Even though I have a running blog and consider myself an avid runner, I don't necessarily consider myself a runner with a capital R. I mean, I don't run dozens of races every year. I don't make my living as a runner. I don't run 50 miles per week (right now). However, in my circles I guess that I am considered to be a Runner inasmuch as I probably run more than anyone else that most of the people I know know personally (got that?). What I am trying to say is that I get a lot of comments about running. For example, a vendor I work with told me about her son who is training to run a half-marathon, and asked me if I was training for anything right now. My brother-in-law made a comment (jokingly, but not entirely so) that I run ten miles a day. My mother-in-law is incredulous (jokingly, but not entirely so) that I am not in the I.C.U. due to all of the running I do. I've been admonished by a work colleague (not jokingly at all) not to ask him to run any more races because he has gotten too injured from previous ones. In short, when a lot of people think of me, running is what comes to mind.
I wonder if I exaggerate my running, causing others to do so as well. I don't think so. I'm truthful about every mile I run. However, all of the comments make me want to step up my game, and live up to the expectations that I feel as a result of hearing them.

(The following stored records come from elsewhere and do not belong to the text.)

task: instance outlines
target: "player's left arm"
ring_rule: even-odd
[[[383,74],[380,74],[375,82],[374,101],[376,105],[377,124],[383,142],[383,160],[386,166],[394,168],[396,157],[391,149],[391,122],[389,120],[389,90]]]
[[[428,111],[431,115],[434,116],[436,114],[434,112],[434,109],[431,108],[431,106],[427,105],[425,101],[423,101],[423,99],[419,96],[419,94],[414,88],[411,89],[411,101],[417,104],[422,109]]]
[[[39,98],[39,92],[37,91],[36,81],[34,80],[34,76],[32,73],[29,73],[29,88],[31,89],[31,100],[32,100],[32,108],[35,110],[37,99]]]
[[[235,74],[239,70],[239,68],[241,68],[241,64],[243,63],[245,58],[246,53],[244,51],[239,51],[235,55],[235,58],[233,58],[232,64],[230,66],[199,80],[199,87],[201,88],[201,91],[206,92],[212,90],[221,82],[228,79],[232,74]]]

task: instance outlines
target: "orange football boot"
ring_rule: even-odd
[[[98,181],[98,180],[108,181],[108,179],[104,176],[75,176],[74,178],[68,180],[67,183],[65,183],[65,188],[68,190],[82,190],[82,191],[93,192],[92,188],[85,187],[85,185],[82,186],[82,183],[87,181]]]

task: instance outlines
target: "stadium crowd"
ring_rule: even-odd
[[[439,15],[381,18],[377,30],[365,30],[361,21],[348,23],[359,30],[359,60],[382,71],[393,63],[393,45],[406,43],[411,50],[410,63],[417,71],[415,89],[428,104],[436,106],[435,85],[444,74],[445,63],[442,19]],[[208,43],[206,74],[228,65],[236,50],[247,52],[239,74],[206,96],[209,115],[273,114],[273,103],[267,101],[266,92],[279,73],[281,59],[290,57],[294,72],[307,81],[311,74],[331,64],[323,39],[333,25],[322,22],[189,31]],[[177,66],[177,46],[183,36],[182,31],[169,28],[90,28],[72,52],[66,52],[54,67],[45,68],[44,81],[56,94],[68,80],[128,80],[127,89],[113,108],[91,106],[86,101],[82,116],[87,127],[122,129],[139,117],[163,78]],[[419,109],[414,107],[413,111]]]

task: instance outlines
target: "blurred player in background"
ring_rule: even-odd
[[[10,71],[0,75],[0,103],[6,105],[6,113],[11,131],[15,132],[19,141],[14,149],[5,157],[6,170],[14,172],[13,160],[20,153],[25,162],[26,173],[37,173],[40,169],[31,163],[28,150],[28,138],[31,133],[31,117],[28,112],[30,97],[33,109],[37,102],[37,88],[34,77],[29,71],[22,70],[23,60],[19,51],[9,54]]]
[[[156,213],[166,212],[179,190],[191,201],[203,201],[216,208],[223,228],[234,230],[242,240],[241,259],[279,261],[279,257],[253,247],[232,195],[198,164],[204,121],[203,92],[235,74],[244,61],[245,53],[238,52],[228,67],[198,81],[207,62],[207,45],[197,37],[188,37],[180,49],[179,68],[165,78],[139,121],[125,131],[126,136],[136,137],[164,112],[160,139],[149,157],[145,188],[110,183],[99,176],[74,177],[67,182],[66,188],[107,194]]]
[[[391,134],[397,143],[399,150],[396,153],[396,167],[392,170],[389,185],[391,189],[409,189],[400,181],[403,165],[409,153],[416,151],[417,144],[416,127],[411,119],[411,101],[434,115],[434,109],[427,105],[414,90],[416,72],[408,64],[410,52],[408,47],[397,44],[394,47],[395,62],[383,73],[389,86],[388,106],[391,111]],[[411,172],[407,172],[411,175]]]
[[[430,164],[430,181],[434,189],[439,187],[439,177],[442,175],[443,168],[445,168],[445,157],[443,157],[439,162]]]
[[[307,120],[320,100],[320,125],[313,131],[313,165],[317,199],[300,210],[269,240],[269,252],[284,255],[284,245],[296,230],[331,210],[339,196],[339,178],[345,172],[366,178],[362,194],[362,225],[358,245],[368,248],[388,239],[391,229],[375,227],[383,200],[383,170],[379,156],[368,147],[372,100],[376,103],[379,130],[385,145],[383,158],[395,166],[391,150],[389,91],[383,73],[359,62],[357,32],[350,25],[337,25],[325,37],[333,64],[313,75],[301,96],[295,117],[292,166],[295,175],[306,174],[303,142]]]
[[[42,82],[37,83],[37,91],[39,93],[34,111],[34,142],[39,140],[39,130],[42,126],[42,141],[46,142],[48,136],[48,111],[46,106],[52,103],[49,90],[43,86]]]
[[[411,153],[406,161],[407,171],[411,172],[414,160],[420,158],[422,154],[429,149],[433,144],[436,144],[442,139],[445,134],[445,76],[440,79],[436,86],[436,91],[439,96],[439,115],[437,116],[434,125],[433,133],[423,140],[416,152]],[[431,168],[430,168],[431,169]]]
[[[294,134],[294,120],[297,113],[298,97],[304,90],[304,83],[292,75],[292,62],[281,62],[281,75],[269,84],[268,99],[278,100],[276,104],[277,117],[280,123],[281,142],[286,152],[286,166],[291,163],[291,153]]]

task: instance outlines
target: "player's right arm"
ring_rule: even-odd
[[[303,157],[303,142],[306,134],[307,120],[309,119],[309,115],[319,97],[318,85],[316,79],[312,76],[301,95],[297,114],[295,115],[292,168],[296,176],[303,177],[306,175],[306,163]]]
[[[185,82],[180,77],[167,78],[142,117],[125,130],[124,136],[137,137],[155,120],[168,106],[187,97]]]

Since December I have trained for four half-marathons, and have run three (I bailed on one at the last minute due to a business trip and really cold and windy weather). The summer was hot, as I may have mentioned. I was trained out. However, at my last half-marathon, the San Diego Rock and Roll, I signed up for next year's marathon. It was a decision made in the excitement of the moment. Anyone who has been at an expo the day before a race can probably relate. I regretted it afterwards, but reasoned that I paid a relatively small price and still had a while to think about it.
I am also about to have a birthday. It's not one of the major milestone birthdays, but I have decided to divide my life in half at it. If I am somewhat lucky this will be the second half of my life. Most of my relatives did not live as long as I hope to live, but I take pretty good care of myself (I run, after all) so I think I have a shot. Accordingly, I should make some plans for the second half. I've already made a start.
The 2014 San Diego Marathon will be my next full marathon.